When Philip Clarke left in July this year, Tesco again issued a profit warning.

So far, it has been the third profit warning issued by Tesco in three years.

Analysts said that Tesco is likely to adopt a price war strategy when it reinvigorate its performance, and it will also be able to handle assets outside the UK area, and the impact on the industry has begun before Tesco revival.

From the industry point of view, the price of rival Sainsbury and Morrison supermarket has decreased by 4.5% and 4% respectively, as Tesco will adopt price war to cope with industry changes.

Because of Britain

Consumer

Shopping habits are changing, and local supermarkets have to go through fierce competition in the industry. Whether they are selling at discount prices or selling high-end supermarkets targeted at high-end customers, Tesco has been defeated by rival retailers such as Hardi (Aldi) and Liddell (Lidl) in this competition.

Data show that since Philip Clarke took office in March 2011, the market share of Tesco has decreased from 30.7% to 28.8%.

The location of Tesco is in the middle end. The large supermarkets in the suburbs are facing fewer and fewer customer needs. Consumers tend to go to nearby convenience stores or even online shopping rather than lingering in large supermarkets.

In July this year, Tesco converted the land that had been planned to open a comprehensive supermarket into a residential building and made a real estate project.

In overseas markets, Tesco has also suffered a lot of losses.

In 2013, Tesco announced its withdrawal from the US market due to poor management and closed down its 199 supermarket chains in the United States, Fresh&Easy.

In the Chinese market, Tesco has been acquired by Huarun Wanjia, and Tesco has injected Chinese business and cash into joint ventures with Huarun, and Tesco has only 20% of the total.

Shares

According to analysts, the interim dividend reduced by Tesco will save the company 800 million -9 billion pounds, and the reduction of 400 million pounds on IT and store renovation will also bring more space to reduce product prices for Lewis and win back the hearts of consumers.

In view of the future development of the company, Tesco will face multiple choices.

According to the analysis, in addition to price cuts, the future Tesco is likely to adjust the storefront structure to provide different shopping forms for consumers with different needs, and will attack the fields of low, medium and high levels respectively.

Brand image is likely to be reestablished after the new CEO takes office. As for the cost and the number of employees, there may be a decline in the number of international brands, and international businesses are more likely to be sold or stripped.

According to Tesco's current performance and personnel changes, some analysts say it will bring many variables to Tesco, and senior management will face a shuffle.

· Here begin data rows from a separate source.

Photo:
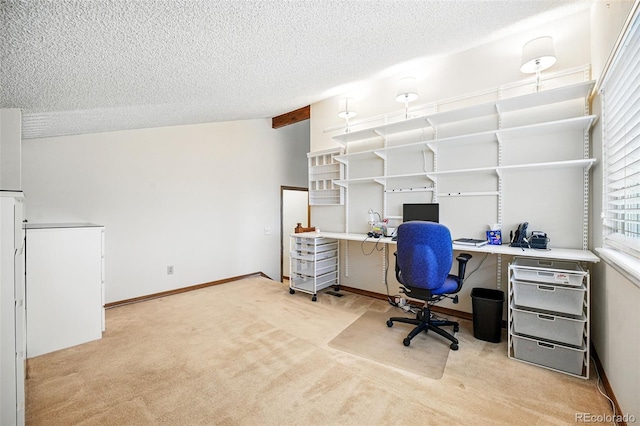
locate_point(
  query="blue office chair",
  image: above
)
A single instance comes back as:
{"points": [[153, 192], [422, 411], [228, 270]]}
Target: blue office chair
{"points": [[423, 260]]}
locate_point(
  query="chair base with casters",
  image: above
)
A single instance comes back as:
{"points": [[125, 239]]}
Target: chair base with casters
{"points": [[424, 321]]}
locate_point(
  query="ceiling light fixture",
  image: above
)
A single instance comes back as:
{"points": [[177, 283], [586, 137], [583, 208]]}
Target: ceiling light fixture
{"points": [[538, 55], [407, 92], [345, 111]]}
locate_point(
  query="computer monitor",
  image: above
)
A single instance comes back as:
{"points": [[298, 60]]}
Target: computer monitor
{"points": [[429, 212]]}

Although a series of changes in Tesco made the industry suspicious, shareholders complained to Tesco at the annual general meeting, but at this time they showed a wait-and-see attitude towards Tesco.

A shareholder who just raised his shareholdings said he did not expect Tesco to complete the pformation as soon as possible. He knew that the road to recovery of Tesco would take many years and share prices would also face corresponding pressure.